Dr. Heckyl and Mr. Hype is a 1980 American comedy-drama horror romance film directed by Charles B. Griffith, starring Oliver Reed and Sunny Johnson.

==Plot==
The film is a reversal of Robert Louis Stevenson's 1886 Dr. Jekyll and Mr. Hyde story, about a malformed doctor who drinks a potion and becomes a handsome (and violent) ladies' man.

==Production==
Griffith says the film's title was one of five joke titles he originally came up with to show Francis Ford Coppola. He then showed them to Menahem Golan, who was talking to Griffith about writing The Happy Hooker Goes to Washington. After that fell through, Golan asked if Griffith had any other ideas. Griffith pitched him Dr Feelgood and Mr Hype, a black comedy about a hippie who invents a new drug that turns everyone into advertising executives. Golan agreed, but insisted that "the ugly guy is the good guy.”

Griffith says he had only three weeks to write and prepare the film, four weeks to shoot and two weeks to edit. He was paid $25,000 to write and $25,000 to direct.

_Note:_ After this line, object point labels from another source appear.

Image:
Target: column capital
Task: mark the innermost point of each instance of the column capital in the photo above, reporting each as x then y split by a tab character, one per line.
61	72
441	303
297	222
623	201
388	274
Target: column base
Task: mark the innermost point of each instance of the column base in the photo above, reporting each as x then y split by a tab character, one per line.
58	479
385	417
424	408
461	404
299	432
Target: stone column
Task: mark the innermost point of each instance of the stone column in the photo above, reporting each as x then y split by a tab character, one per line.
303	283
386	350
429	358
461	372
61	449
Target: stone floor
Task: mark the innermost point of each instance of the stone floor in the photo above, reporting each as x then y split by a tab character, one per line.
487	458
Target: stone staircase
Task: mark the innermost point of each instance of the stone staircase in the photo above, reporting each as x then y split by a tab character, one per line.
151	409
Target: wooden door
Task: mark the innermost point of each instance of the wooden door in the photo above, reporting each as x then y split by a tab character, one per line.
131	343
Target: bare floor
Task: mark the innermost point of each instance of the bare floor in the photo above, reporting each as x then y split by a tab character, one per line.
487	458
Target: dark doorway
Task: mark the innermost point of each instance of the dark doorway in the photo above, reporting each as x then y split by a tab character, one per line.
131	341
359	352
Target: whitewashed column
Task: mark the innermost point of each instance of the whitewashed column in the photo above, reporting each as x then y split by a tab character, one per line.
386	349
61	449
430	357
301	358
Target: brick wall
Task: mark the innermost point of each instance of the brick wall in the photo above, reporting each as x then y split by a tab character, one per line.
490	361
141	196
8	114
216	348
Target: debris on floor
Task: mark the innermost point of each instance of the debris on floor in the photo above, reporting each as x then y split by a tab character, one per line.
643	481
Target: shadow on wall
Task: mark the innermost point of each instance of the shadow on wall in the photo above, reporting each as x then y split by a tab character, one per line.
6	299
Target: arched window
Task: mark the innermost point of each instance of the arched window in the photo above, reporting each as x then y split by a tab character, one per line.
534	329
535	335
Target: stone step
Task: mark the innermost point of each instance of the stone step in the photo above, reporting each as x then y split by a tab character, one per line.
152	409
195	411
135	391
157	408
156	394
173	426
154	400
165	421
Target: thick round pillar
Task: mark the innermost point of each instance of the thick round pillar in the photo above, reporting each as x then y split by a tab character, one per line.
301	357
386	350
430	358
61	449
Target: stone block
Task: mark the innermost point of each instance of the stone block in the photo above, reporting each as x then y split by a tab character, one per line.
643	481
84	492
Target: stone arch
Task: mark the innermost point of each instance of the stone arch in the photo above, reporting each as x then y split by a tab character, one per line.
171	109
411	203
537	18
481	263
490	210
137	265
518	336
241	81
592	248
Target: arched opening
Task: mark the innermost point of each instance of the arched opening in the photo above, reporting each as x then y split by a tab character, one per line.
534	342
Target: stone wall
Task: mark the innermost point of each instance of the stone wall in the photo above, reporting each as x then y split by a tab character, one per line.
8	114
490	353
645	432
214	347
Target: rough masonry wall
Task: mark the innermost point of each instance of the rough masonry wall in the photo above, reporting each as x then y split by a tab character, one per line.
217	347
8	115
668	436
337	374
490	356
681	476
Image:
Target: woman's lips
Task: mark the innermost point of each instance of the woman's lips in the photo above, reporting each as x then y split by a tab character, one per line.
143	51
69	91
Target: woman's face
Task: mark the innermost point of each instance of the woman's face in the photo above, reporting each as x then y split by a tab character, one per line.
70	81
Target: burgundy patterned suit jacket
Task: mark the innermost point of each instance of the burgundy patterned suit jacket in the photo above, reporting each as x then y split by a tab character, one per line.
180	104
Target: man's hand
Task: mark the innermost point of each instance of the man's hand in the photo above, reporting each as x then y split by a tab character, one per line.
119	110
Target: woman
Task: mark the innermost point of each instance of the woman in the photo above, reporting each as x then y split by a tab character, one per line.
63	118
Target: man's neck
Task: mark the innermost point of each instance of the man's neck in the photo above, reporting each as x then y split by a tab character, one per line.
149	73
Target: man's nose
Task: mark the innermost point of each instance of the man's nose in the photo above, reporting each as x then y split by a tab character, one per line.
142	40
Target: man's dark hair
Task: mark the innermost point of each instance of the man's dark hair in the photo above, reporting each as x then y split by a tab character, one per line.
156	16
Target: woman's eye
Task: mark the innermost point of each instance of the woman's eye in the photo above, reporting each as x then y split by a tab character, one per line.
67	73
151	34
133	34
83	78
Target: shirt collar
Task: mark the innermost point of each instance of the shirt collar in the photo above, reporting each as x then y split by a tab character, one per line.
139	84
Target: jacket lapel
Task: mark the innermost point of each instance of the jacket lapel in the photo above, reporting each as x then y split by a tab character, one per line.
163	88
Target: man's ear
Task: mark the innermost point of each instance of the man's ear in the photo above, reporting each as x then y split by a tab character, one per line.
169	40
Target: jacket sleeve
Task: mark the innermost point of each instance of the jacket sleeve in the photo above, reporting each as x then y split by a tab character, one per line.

Griffith originally wanted Dick Van Dyke to play the lead, but since Van Dyke was touring in a play at the time and was unavailable, Golan hired Oliver Reed. Griffith said, "I had to redo the entire picture in my head when he was cast, because it was a zany slapstick comedy and I got Oliver Reed – with that face and that voice! So I made it more lyrical."

Sunny Johnson was cast the day before shooting started. The script ran to 200 pages in length, and Griffith admits he never had time to cut it down properly. He also said he "fought with the producers over blood and gore versus comedy, and lost as usual." Griffith offered a role to old actor friend Jonathan Haze, who turned it down. However, Dick Miller and Mel Welles appear.

==Reception==
According to Griffith, Cannon could not release the film and it was sold to cable television:

Heckyl and Hype could have been a very good picture. Dr. Heckyl is a monster podiatrist. He is very humble and meek and helpful and nice to everybody. His attitude is that good-looking guys can get away with murder. Oliver was great as Heckyl. Wonderful. He played the part with a kind of New York accent and everything, but when he was Hype, he didn't know how to do it… Reed played Hype as Oliver Reed, slow and ponderous. He didn't understand my interpretation, so the picture jars, and half the people get up and walk out.